The holding under those cases is that under section 638, subdivision 1, the court is authorized to order the referee to try any and all issues whether of law or of fact, in the action or proceeding, to report findings and judgment thereon subject to the power of the court to reject or confirm his report. Under this section a reference may be ordered only upon the agreement of the parties. Under section 639, subdivision 1, supra, the court may direct a reference when the trial of an issue of fact requires the examination of a long account on either side, in which case the referee may be directed to hear and determine the whole issue (pertaining to the account) or report upon any specified question of fact involved therein. (Fredendall v. Shrader, 45 Cal. App. 719 [188 P. 580]; Williams v. Benton, supra.)

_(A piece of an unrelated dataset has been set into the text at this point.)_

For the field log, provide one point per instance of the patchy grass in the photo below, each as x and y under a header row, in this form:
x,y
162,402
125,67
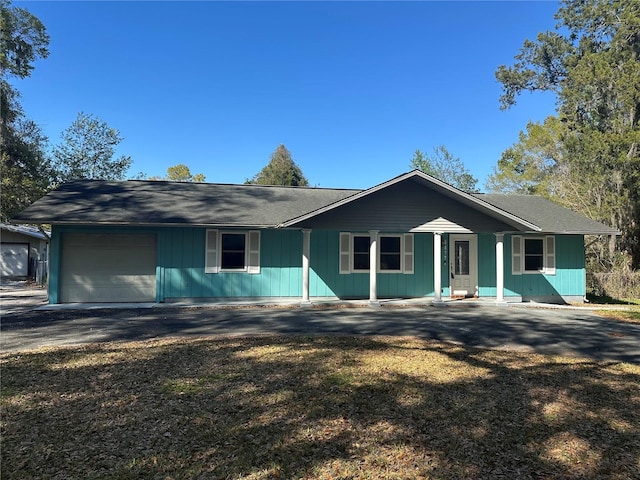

While it might appear from a reading of some of the findings of the referee that such findings did not apply strictly to the question of the accounting, it cannot be said, as a matter of fact or law, that the findings made were not necessary to a full "accounting of the partnership affairs." The partnership agreement could not be ignored in the reference. It was an instrument necessary to be considered by the referee [96 Cal. App. 2d 346] in making the necessary computation as to the obligations of each of the parties and of the capital that was furnished or to be furnished by the parties, the amounts withdrawn from the business as wages or salary, as well as the question as to whether the partnership had been operated at a profit or a loss. In the accounting it was necessary to know when the actual operations of the partnership ceased since Foster was only entitled to compensation for full time service. The real purpose of the reference was to determine these questions as well as the amount of money remaining in the hands of the court for distribution to the former partners. The amount of the misappropriation by appellant, after the dissolution and after the date of the order for an accounting, was material and was one of the main issues involved in this appeal. This fact was properly reported to the court under its general order for an accounting by the referee, and was one of the real questions about which the court was here concerned. We conclude that from the record on this appeal and the showing here made in reference to this issue the findings reported are sufficient and substantially comply with the reference "to take an accounting of the partnership affairs."

Judgment affirmed.

Barnard, P. J., and Mussell, J., concurred.